Spoon about half of the batter into the prepared baking pan. Arrange fruit pieces over the batter, then spoon remaining batter over the fruit. Spread gently to cover. Bake for 1 hour and 15 minutes to 1 hour and 25 minutes, or until a toothpick inserted in center of cake comes out clean. Cool on a rack for 10 minutes; turn cake out of pan onto a cake plate. Brush with the melted butter and sprinkle with confectioners' sugar.

BROWN SUGAR CRUMB CAKE
This tasty crumb cake makes a nice coffee cake or snack cake.
INGREDIENTS:
2 cups brown sugar, packed
2 cups all-purpose flour
4 ounces butter, cold, cut in pieces
1/8 teaspoon salt
1 cup buttermilk or sour milk
1 large egg
1 teaspoon baking soda
1 teaspoon baking powder
1 teaspoon vanilla
1/2 cup chopped pecans, optional
PREPARATION:
Heat oven to 350°. Grease and flour an 8-inch square baking pan.
Combine brown sugar, flour, and salt in a mixing bowl; cut in butter until the mixture is like coarse crumbs. Reserve 1 scant cup of crumbs and set aside. Combine remaining ingredients and whisk until smooth; stir into the remaining crumbs in bowl. Spread in prepared baking pan. If desired, add chopped pecans to reserved crumbs; sprinkle crumbs evenly over the batter. Bake for 30 to 40 minutes, until a toothpick inserted in the center comes out clean.

SPECIAL COFFEE CAKE
A special coffee cake recipe made with sour cream and a chocolate cinnamon filling.
INGREDIENTS:
Filling:
1/2 cup granulated sugar
1 teaspoon cinnamon
1 tablespoon unsweetened cocoa
1/2 cup chopped walnuts or pecans
Cake:
3 cups sifted all-purpose flour
1 teaspoon baking soda
3 teaspoons baking powder
1/2 cup butter
1 cup granulated sugar
3 eggs
1 1/4 cups sour cream
PREPARATION:
Grease and flour a 9-inch tube pan. Preheat oven to 375°.
Make filling. Combine 1/2 cup sugar, cinnamon, cocoa, and chopped nuts; set aside.
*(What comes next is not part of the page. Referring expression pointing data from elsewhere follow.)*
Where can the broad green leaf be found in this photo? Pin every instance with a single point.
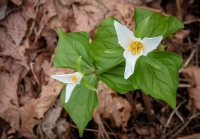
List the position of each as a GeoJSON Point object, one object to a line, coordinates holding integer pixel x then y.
{"type": "Point", "coordinates": [149, 60]}
{"type": "Point", "coordinates": [174, 24]}
{"type": "Point", "coordinates": [88, 85]}
{"type": "Point", "coordinates": [114, 79]}
{"type": "Point", "coordinates": [81, 103]}
{"type": "Point", "coordinates": [118, 50]}
{"type": "Point", "coordinates": [141, 14]}
{"type": "Point", "coordinates": [70, 47]}
{"type": "Point", "coordinates": [159, 83]}
{"type": "Point", "coordinates": [78, 64]}
{"type": "Point", "coordinates": [105, 39]}
{"type": "Point", "coordinates": [153, 24]}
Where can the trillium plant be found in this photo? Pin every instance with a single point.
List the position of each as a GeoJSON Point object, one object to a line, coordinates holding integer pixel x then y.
{"type": "Point", "coordinates": [124, 60]}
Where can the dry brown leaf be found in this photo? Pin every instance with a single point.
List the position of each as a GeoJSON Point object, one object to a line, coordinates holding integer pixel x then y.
{"type": "Point", "coordinates": [45, 128]}
{"type": "Point", "coordinates": [32, 113]}
{"type": "Point", "coordinates": [111, 106]}
{"type": "Point", "coordinates": [9, 98]}
{"type": "Point", "coordinates": [193, 136]}
{"type": "Point", "coordinates": [142, 130]}
{"type": "Point", "coordinates": [3, 7]}
{"type": "Point", "coordinates": [193, 73]}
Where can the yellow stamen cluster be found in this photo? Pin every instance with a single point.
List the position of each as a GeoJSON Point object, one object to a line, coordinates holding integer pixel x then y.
{"type": "Point", "coordinates": [74, 78]}
{"type": "Point", "coordinates": [135, 47]}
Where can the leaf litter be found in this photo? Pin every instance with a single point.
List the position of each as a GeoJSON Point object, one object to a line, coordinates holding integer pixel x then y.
{"type": "Point", "coordinates": [29, 98]}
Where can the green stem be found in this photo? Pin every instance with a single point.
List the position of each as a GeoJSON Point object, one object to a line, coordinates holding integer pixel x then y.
{"type": "Point", "coordinates": [147, 106]}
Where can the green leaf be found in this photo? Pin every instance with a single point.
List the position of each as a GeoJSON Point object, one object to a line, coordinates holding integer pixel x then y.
{"type": "Point", "coordinates": [149, 60]}
{"type": "Point", "coordinates": [105, 39]}
{"type": "Point", "coordinates": [159, 83]}
{"type": "Point", "coordinates": [118, 50]}
{"type": "Point", "coordinates": [78, 64]}
{"type": "Point", "coordinates": [70, 47]}
{"type": "Point", "coordinates": [114, 79]}
{"type": "Point", "coordinates": [81, 103]}
{"type": "Point", "coordinates": [174, 24]}
{"type": "Point", "coordinates": [88, 85]}
{"type": "Point", "coordinates": [153, 24]}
Sift together the flour, baking soda, and baking powder.

In mixing bowl with electric mixer at medium speed, beat butter and sugar until light and fluffy.
Beat eggs in, one at a time, beating after each addition. With mixer at low speed blend in the flour mixture alternately with sour cream. Spoon half of the batter into prepared tube pan. Sprinkle filling over the batter then spread remaining batter over filling. Bake for 55 to 65 minutes, or until a wooden pick or cake tester inserted in center comes out clean. Cool for 10 minutes in pan. Turn out of pan and cool completely on rack.
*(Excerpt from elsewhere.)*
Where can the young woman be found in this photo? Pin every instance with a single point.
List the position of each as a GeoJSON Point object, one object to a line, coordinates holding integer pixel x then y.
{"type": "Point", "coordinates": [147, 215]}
HOPE THIS HELPS! This is a delicious cake from Modena (italy)
TORTA BAROZZI (barozzi cake)

100g peeled almonds
80g butter
4 eggs
250g dark chocolate
150 g sugar
1 small glass of rhum
3 spoons cofee powder (very fine grained)
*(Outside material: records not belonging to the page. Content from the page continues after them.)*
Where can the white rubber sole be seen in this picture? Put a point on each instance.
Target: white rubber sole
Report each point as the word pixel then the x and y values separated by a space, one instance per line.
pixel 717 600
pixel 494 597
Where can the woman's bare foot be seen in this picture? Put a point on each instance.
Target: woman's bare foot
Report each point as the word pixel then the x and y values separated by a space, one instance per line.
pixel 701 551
make chocolate and butter melt "bain marie".
Whisk the yolks with the sugar until creamy, add the almonds, finely grated, chocolate+butter, coffee powder and rhum..
Whip the egg whites until firm and add them too, mixing them gently from the bottom up
Put everything in a cake pan coated with oven paper and cover everything with tin foil.